今月末の衆院選挙、色々な所で、さすがに自民は少し票をへらすが、一番躍進するのが維新ではないか、と予想されている。でも、維新のやり方って、公務員叩きが代表的だけど、敵を作ってざまあみろという、さもしく恥ずかしい感情を煽って人気を取ろうとするトンデモ政党で、欧州なら極右ポピュリズム政党とみなされるはずだと思う。
こういう反社的政党が人気を得る理由は、
拙ブログで何度も書いたけど、この本を読んでさらに納得いくところがあった。
人類の歴史はほぼ20万年前ごろから始まったが、この20万年間の95%は平等主義的だったそうだ。これは日本の歴史でも、1万年以上(100世紀だよ!)続いた縄文時代の狩猟採集時代は平和で争いごとの少なかった時代だが、弥生に入り農耕の時代になるとともに、不平等な、持つものと持たざる者、支配するものと支配されるものの時代になったということが言われている。
そう考えると、人の心に限れば、歴史って人類の発展上昇の経緯を示すものではなく、堕落へ向かって流れているんじゃないかという気もしてくる。
「不平等が拡大すれば、(。
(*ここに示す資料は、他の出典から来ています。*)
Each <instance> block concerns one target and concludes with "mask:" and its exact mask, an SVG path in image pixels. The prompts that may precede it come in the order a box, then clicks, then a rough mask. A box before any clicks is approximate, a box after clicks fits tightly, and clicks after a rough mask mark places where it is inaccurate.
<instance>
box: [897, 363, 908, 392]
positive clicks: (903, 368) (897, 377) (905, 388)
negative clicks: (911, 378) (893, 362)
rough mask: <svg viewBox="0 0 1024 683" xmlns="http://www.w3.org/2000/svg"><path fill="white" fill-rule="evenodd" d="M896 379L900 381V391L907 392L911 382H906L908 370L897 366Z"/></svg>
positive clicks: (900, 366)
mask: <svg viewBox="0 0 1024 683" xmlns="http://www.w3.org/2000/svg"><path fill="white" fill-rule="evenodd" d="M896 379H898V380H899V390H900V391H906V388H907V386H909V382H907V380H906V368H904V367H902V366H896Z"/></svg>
。。)人々は互いによそよそしくなり、思いやりの気持ちも少なくなる。すきがあれば他人を引き摺り下ろそうとさえする。」(p.98)
この本では格差が人々の心をいかに壊すかが、多くの文献をもとに示されると共に、そのような不平等な弱肉強食のあり方が、いかに間違ったあり方であるかも説得力を持って示される。
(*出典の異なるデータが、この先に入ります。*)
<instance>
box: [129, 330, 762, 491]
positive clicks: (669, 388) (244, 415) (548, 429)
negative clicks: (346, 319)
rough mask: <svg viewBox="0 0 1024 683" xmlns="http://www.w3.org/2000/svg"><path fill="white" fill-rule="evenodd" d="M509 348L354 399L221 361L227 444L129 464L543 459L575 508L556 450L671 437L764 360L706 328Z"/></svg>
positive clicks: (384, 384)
不平等な社会になれば人々は他人の不幸を自己責任という言葉で切り捨て、社会をよくしようとなどと思わなくなる。当然政治などまともに興味を持つことはない。心置きなく叩けて、叩き返される可能性がないものをみんなで叩きまくり、そこに快感を見出す。格差によって心は壊される。
つまり格差(不平等)社会になれば人々は様々な面で劣化する。劣化すれば他人の不幸を「自己責任」と突き放し、叩けるものを「ざまあみろ」と叩きまくる。自己責任とザマアミロは最初に書いたように維新のやり方と被る。劣化した人たちが維新に票を入れるのもムベなるかな。
しかも「自己責任」とか「ざまあみろ」とか「今だけ金だけ自分だけ」というさもしい感情を、新自由主義というやつが後ろだけになって、お墨付きを与えたわけだ。今回の選挙では自民党の岸田ですら、一瞬だけだったけど新自由主義からの脱却なんて言ったりしてた。
この本の最後の方では、企業のシステムとしていかに格差をなくす方向へ向かうべきかが、ドイツの従業員経営参加制度などを例に述べられ、「経済を民主化する」(p.414)とともに、それでしか持続可能な未来はないというところに辿り着く。
つまりこの本の題名は格差は「心」を壊す、だけど、壊れるのは心だけでなく、社会も環境も地球も壊れるわけだ。
たぶんこのまま「自己責任」と「ざまあみろ」の社会が続けば、人類は遅かれ早かれ滅ぶな。そんな気がしている。
400ページのヴォリュームで、たくさん援用される資料の部分は読みやすくないけど、おすすめです。